Au-delà du manque de carburant et des dépenses consacrées aux événements politiques, un chiffre inquiétant ressort : l’investissement agricole, selon l’Office national officiel de statistiques et d’information (ONEI), n’atteint que 2,4 % en 2025, entraînant une stagnation quasi totale de la production alimentaire nationale.
Face à cet appauvrissement social, économique et financier, qui pousse une part croissante de la population cubaine à envisager l’émigration, pourquoi l’opposition ne parvient-elle pas à mobiliser la population pour exiger un changement ? La peur, héritée de la répression des manifestations du 11 juillet 2021, pèse lourdement.
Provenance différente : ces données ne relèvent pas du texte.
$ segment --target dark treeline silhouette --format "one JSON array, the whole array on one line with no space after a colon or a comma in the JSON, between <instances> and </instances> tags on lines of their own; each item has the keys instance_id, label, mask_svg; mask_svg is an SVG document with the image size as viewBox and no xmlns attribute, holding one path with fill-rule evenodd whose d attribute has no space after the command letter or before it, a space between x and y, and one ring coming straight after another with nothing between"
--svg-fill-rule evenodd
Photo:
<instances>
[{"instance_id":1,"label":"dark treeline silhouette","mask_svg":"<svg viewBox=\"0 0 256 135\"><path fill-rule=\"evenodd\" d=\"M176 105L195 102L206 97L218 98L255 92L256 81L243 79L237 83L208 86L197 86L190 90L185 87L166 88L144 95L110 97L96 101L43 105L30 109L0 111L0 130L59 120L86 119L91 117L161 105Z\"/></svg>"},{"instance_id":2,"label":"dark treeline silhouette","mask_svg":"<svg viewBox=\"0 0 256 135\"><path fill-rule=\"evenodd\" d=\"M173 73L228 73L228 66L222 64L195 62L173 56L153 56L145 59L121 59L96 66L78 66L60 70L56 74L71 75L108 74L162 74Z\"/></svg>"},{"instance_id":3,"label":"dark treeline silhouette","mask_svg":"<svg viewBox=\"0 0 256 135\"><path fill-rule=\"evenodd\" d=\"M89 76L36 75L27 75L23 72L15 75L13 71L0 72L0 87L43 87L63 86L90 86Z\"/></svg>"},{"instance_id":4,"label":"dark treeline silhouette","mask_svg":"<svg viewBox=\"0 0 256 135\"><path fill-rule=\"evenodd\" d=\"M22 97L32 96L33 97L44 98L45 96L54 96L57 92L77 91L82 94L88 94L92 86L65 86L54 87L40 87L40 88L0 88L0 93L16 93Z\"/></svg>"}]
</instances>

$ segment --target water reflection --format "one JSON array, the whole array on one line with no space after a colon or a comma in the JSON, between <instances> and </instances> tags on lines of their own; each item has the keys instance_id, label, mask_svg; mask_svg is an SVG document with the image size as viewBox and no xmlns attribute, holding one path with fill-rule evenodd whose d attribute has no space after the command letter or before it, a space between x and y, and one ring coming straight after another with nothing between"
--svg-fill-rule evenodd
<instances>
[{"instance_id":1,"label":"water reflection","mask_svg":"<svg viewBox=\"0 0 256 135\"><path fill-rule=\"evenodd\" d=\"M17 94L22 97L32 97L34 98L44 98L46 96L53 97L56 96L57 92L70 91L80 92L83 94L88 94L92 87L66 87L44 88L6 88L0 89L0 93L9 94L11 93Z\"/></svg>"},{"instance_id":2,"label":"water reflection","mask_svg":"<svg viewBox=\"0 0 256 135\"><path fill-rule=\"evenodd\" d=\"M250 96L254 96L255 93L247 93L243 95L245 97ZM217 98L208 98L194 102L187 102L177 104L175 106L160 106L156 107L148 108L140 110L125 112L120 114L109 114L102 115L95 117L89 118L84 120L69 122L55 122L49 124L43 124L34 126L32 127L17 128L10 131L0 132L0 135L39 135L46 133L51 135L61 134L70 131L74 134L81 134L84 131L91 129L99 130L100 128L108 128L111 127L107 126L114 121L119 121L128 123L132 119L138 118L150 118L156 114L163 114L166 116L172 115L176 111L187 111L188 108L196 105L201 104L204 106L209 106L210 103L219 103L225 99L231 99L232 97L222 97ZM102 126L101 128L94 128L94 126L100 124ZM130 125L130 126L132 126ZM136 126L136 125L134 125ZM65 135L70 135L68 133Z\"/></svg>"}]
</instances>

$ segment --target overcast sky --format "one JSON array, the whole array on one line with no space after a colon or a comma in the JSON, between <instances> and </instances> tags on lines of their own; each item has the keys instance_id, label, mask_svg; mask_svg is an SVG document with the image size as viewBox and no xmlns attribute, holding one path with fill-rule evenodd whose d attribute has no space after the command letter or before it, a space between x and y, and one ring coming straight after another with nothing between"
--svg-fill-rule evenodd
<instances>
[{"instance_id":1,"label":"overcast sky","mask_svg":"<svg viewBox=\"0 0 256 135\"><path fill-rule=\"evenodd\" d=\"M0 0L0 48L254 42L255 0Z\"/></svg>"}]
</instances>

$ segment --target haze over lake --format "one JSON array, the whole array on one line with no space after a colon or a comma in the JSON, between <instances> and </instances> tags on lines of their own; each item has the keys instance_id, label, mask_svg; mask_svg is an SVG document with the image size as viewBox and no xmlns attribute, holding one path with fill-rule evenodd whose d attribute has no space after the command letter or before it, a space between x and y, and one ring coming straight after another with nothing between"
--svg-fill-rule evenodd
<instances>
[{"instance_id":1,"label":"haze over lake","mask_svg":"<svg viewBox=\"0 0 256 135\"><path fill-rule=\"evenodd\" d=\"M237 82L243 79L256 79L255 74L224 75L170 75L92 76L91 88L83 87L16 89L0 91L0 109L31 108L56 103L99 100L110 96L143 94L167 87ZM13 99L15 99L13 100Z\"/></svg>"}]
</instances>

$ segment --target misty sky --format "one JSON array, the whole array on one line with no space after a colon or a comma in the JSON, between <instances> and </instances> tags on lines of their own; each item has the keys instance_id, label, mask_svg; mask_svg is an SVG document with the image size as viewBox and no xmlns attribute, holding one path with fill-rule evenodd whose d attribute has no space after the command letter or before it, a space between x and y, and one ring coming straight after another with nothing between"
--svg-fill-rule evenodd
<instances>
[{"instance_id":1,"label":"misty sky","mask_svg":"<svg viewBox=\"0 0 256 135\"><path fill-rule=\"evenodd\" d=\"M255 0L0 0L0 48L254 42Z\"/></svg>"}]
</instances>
L’opposition, selon José Daniel Ferrer, leader de l’Union patriotique de Cuba, récemment déporté aux États-Unis, est fragmentée et peine à susciter une réaction populaire. De plus, une partie de la population cubaine, habituée à dépendre de l’aide extérieure, espère que la solution viendra d’autres acteurs : une opposition avec laquelle elle hésite à s’impliquer, la pression internationale, ou même, paradoxalement, une intervention américaine.
Résistance et résilience politique à Cuba
L’avenir de Cuba ne dépend pas de la chute du Venezuela, un scénario qui serait, de toute façon, surprenant compte tenu de l’acceptation par la communauté internationale d’un président et d’un parti accusés d’avoir fraudé les élections remportées par Edmundo González.
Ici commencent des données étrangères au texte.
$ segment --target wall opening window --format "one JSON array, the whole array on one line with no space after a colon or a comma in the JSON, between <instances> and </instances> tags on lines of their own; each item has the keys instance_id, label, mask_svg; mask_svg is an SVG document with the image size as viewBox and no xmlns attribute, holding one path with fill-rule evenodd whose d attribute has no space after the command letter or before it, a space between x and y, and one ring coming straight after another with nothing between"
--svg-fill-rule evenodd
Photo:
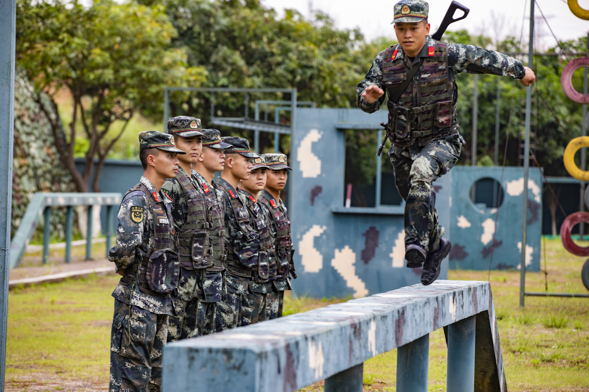
<instances>
[{"instance_id":1,"label":"wall opening window","mask_svg":"<svg viewBox=\"0 0 589 392\"><path fill-rule=\"evenodd\" d=\"M505 190L499 191L501 187L499 181L494 178L481 178L471 188L471 200L481 210L499 207L505 197Z\"/></svg>"},{"instance_id":2,"label":"wall opening window","mask_svg":"<svg viewBox=\"0 0 589 392\"><path fill-rule=\"evenodd\" d=\"M388 157L387 141L380 158L376 150L382 131L346 129L345 207L378 207L400 205L403 199L395 185L393 167Z\"/></svg>"}]
</instances>

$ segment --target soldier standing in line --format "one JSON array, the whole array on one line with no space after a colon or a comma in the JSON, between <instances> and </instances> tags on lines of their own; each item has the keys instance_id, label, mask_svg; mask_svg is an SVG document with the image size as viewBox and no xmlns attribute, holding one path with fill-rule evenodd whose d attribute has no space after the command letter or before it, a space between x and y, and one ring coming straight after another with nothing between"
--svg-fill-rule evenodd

Le gouvernement cubain a démontré une grande capacité d’adaptation politique. Il est important de noter que, alors que Donald Trump se concentre sur la lutte contre le trafic de drogue, Cuba, qui a souvent tardé à répondre aux demandes d’extradition des États-Unis, a récemment extradé Zhi Dong Zhang, alias « Frère Wang », un trafiquant de drogue chinois accusé d’être le principal fournisseur de fentanyl aux cartels mexicains. En savoir plus sur l’affaire « Frère Wang ».
Parallèlement, dans un contexte de déploiement militaire américain sans précédent dans la région, le gouvernement de Díaz-Canel a apporté un soutien politique et propagandiste à Nicolás Maduro, lançant même une campagne de signatures en faveur du Venezuela. Cependant, lors de son discours à l’Assemblée générale de l’ONU en septembre, le ministre cubain des Affaires étrangères, Bruno Rodríguez Parrilla, a précisé dans une interview accordée au journaliste britannique Mehdi Hasan pour “Zeteo” : « Nous n’entrerons pas en guerre contre les États-Unis. Cuba apportera tout son soutien politique au Venezuela. »
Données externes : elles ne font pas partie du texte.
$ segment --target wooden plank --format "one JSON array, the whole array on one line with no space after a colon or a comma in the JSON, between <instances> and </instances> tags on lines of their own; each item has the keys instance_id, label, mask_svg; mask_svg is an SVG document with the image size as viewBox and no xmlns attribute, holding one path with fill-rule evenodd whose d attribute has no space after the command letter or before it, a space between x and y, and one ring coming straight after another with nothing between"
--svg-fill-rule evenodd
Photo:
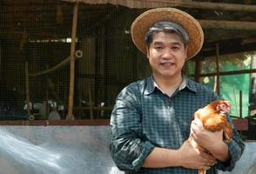
<instances>
[{"instance_id":1,"label":"wooden plank","mask_svg":"<svg viewBox=\"0 0 256 174\"><path fill-rule=\"evenodd\" d=\"M205 29L229 29L229 30L255 30L255 22L242 21L217 21L217 20L198 20Z\"/></svg>"},{"instance_id":2,"label":"wooden plank","mask_svg":"<svg viewBox=\"0 0 256 174\"><path fill-rule=\"evenodd\" d=\"M208 9L219 10L236 10L256 12L256 5L209 3L209 2L186 2L182 0L62 0L65 2L76 3L77 1L91 4L111 3L114 5L124 5L130 8L156 8L156 7L185 7L192 9Z\"/></svg>"}]
</instances>

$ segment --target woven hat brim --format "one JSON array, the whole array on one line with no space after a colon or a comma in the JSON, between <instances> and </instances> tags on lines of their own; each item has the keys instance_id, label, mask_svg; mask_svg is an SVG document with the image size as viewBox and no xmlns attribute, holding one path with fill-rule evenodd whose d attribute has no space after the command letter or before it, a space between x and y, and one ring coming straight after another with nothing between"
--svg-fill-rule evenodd
<instances>
[{"instance_id":1,"label":"woven hat brim","mask_svg":"<svg viewBox=\"0 0 256 174\"><path fill-rule=\"evenodd\" d=\"M187 58L197 55L204 44L204 32L199 23L191 15L175 8L157 8L147 10L138 16L131 24L131 33L134 44L144 54L146 54L145 36L154 23L170 21L182 26L190 39Z\"/></svg>"}]
</instances>

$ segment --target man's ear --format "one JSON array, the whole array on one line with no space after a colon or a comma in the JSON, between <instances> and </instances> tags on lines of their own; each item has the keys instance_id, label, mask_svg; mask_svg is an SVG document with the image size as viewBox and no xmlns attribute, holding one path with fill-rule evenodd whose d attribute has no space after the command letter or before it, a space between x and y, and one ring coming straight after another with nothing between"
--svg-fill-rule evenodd
<instances>
[{"instance_id":1,"label":"man's ear","mask_svg":"<svg viewBox=\"0 0 256 174\"><path fill-rule=\"evenodd\" d=\"M185 59L187 58L187 49L188 46L185 47Z\"/></svg>"},{"instance_id":2,"label":"man's ear","mask_svg":"<svg viewBox=\"0 0 256 174\"><path fill-rule=\"evenodd\" d=\"M146 57L149 58L150 57L150 50L149 50L149 48L146 47Z\"/></svg>"}]
</instances>

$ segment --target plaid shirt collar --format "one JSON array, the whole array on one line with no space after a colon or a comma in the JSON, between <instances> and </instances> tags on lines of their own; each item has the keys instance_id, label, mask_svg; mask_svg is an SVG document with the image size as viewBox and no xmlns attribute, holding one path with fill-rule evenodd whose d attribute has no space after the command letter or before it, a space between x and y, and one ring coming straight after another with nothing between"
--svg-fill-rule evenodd
<instances>
[{"instance_id":1,"label":"plaid shirt collar","mask_svg":"<svg viewBox=\"0 0 256 174\"><path fill-rule=\"evenodd\" d=\"M146 85L145 86L145 95L151 95L156 88L158 88L158 84L154 81L153 76L151 76L148 78L146 78L145 83ZM195 87L195 84L192 83L190 79L185 77L185 76L183 76L183 81L180 86L179 87L179 90L182 90L185 88L192 92L197 92L197 88Z\"/></svg>"}]
</instances>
Il convient également de souligner le repositionnement des alliances de Cuba ces dernières années, notamment en raison de la crise économique et de l’affaiblissement du chavisme vénézuélien. Cuba renforce progressivement sa coopération avec la Russie, tant sur le plan militaire qu’économique, renouvelle ses liens commerciaux avec la Chine et cherche à diversifier ses sources d’approvisionnement en pétrole, notamment en se tournant vers le Mexique.
Si le Venezuela devait finalement tomber, que ce soit par le travail de l’opposition ou par une intervention américaine, la stratégie historique de Castro consistant à exploiter ses alliés le plus longtemps possible avant de les abandonner pourrait se reproduire. C’est, du moins, la devise « Nous sommes la continuité » que Díaz-Canel a présentée au peuple cubain lors de sa nomination à la présidence.